Author lectures on democracy
Carolyn Hutyra | Thursday, January 17, 2013
In an area plagued by conflict, a push toward democracy may appear reasonable, but when dealing with the Middle East, some question whether such tactics are actually a mistake. Author John Agresto presented his views on the issue at a lecture Thursday night supported by the Kellogg Institute and the undergraduate minor in Constitutional Studies Program.
Agresto began his lecture with a story that involved his first journey to Iraq in 2003. He recalled a conversation he had with the dean of one of the colleges of science at the University of Baghdad. This man could not understand why Americans were truly present in Iraq. Agresto said that though he could not speak for everyone, he believed Americans were present to help.
“[The man replied] no one leaves home and country and family to go to another country to help. It’s unnatural,” Agresto said.
Working as a civilian for the Pentagon in Iraq from 2003 to 2010, his views changed significantly over time. Entering the nation, he said he was a strong believer of U.S. efforts and thought a democratic system could successfully be transported to the Middle East.
“We managed to help many of the formerly occupied nations of Eastern Europe, Czechoslovakia, Hungary, Poland and elsewhere become viable, stable, and free democracies. Taking nations from autocracy and tyranny to some variety of freedom and democracy seems quite normal to us Americans,” he said.
A life of freedom seems natural to the American people, yet Agresto pointed out that a transfer from autocracy to democracy could not successfully materialize in the Middle East.
“Because I tended to believe that all people yearn for freedom and deserve to govern themselves I thought that what we were attempting was good for Iraq and all Iraqis,” he said.
Agresto said he wanted to see a democratic nation rise from the ashes of tyranny.

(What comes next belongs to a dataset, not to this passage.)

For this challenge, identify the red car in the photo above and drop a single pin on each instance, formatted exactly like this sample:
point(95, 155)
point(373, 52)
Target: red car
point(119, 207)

His thoughts were that an international friend was forming and perhaps also an ally for America.
Agresto also thought a liberal democracy would bring peace to the region, but the gap between expectations and reality only lengthened.
“There were political parties and elections and the writing of a constitution, but the peace, the toleration, the personal liberties, the moderation of violent passions that we hoped would follow in the wake of democracy’s advent seemed to be further away than ever,” Agresto said.
Something was clearly wrong. Democracies, recognized as the pillar of American foreign policy and a most desirable form of government, were failing to materialize in the Middle East.
Agresto said a more democratic Afghanistan was recognized yet not one Christian church, charitable organization or school remained in the country.
“Perhaps one might want to look at the democratic mobs in Libya executing all blacks they capture, men and women,” he said.
Agresto marveled at how so many could continue to support a view of democracy in the Middle East that was producing results contrary to the standard concepts of freedom, security and peace commonly attached to the system.
“I think our understanding of government was defective,” he said. “What we are learning the hard way in the Middle East is that there is little in politics harder to create than just and stable democracy.”
The success of democracy in the U.S. has perhaps led Americans to think that government can simply be willed into being, he said. A liberal democracy that is just is a challenge to create and even harder to maintain.
“Nothing takes more art, more human effort and more intelligence to design than a good democracy,” he said.
Agresto said especially in the Middle East people want to hold onto their customs and traditions. Americans may wish to say that all people deserve freedom, but that all people desire it is flat out wrong.
Agresto then posed the question, “Don’t all people yearn for freedom?” He said the assumed answer was yes, but the real one was no.
He said some people hold other goods in higher esteem. For instance, some value holiness, safety and instruction over freedom. Some cultures are not conditioned to build a free and liberal democracy, he said.
“Democracy, we need to understand, is rule by the people. Democracy, more than any other government, takes on the character of its people,” Agresto said.
A nation that is intolerant or radically sectarian cannot form a successful democracy Agresto said. He said if there is no patriotism, no real love of neighbor, no willingness to compromise then a democracy is close to impossible.
“Freedom and democracy have political, social, and cultural preconditions,” he said.
There are nations in which such preconditions are absent. Agresto said the protection and growth of liberty requires certain institutions and political arrangements. Political monitoring is necessary, and majority decisions are required in order to run a temperate, tolerant and just system.
“Culture, especially religious culture, can make or break the prospects of democracy,” Agresto said.